Our new book is titled Divided We Stand: The 2020 Elections and American Politics. Among other things, it discusses state and congressional elections. The 2020 campaign unfolded amid a decennial census.
Full analysis of yesterday's Census results now up for @CookPolitical subscribers: why Democrats have a lot of reasons to like the new numbers. https://t.co/ZKzm0pLHEU pic.twitter.com/IkGvLrLaOS
— Dave Wasserman (@Redistrict) August 13, 2021
At Cook Political, he explains:
First, the major Latino undercount many Democrats and minority advocacy groups feared didn't materialize, throwing cold water on theories about a Trump-induced chilling effect on census participation. Hispanic residents were 18.7 percent of the U.S. population in the 2020 Census, in line with pre-census estimates and up from 16.3 percent in the 2010 Census. Non-Hispanic whites fell from 64 percent to just 57.8 percent of the population.
That means Hispanic-heavy urban areas in states like California (where Hispanics just became the state's largest ethnic group) and Texas will get to keep slightly more political power that otherwise might have gone to whiter, more Republican areas.
Second, urban areas in general fared better than expected in today's population counts.

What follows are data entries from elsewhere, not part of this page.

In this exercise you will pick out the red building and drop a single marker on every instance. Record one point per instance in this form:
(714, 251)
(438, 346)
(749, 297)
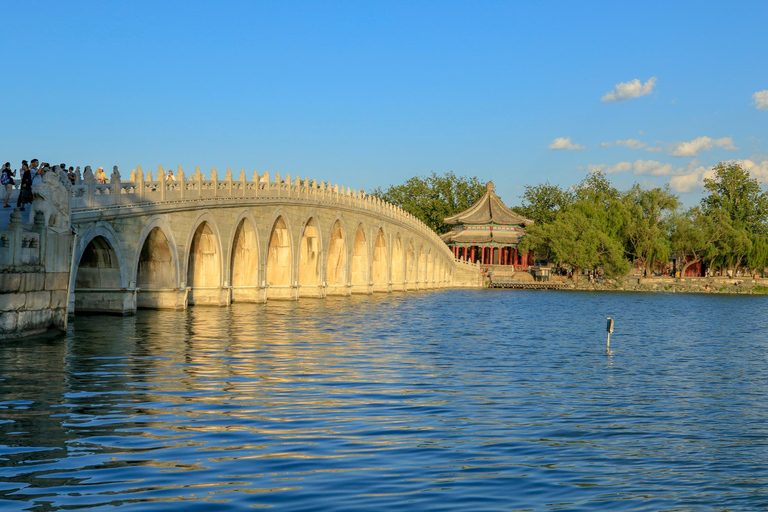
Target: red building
(488, 232)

New York City counted a massive seven percent more residents than pre-census estimates suggested, and Chicago's Cook County tallied three percent more. That should marginally help Democrats draw more favorable districts in Illinois and New York to offset expected GOP gerrymandering gains in Texas, Florida, Georgia and elsewhere.
Meanwhile, most rural counties (and 52 percent of all counties) reported population losses since 2010, and many reported even weaker numbers than expected. That could make it slightly more challenging for GOP mapmakers to dilute urban and suburban Democratic votes. In Texas, for example, it could make the strategic difference between Republicans settling for a 25-13 map versus attempting a 27-11 gerrymander.
If there's a concern for Democrats, it's that the higher-than-expected share of the population reporting more than one race - in part due to changes to the questionnaire design since 2010 - could make it more difficult to draw majority-minority districts containing a majority of one race. The Census's new differential privacy procedures, which add in noise to make the data more diffuse across tracts, only compound that challenge.
Although today's data brought Democrats good news, it only offsets a small fraction of the GOP's dominance over redistricting. Republicans still hold final redistricting authority in 20 states totaling 187 districts, while Democrats control eight states totaling 75 districts. Another ten states totaling 121 districts utilize independent commissions, while control is split between the parties in six states totaling 46 districts.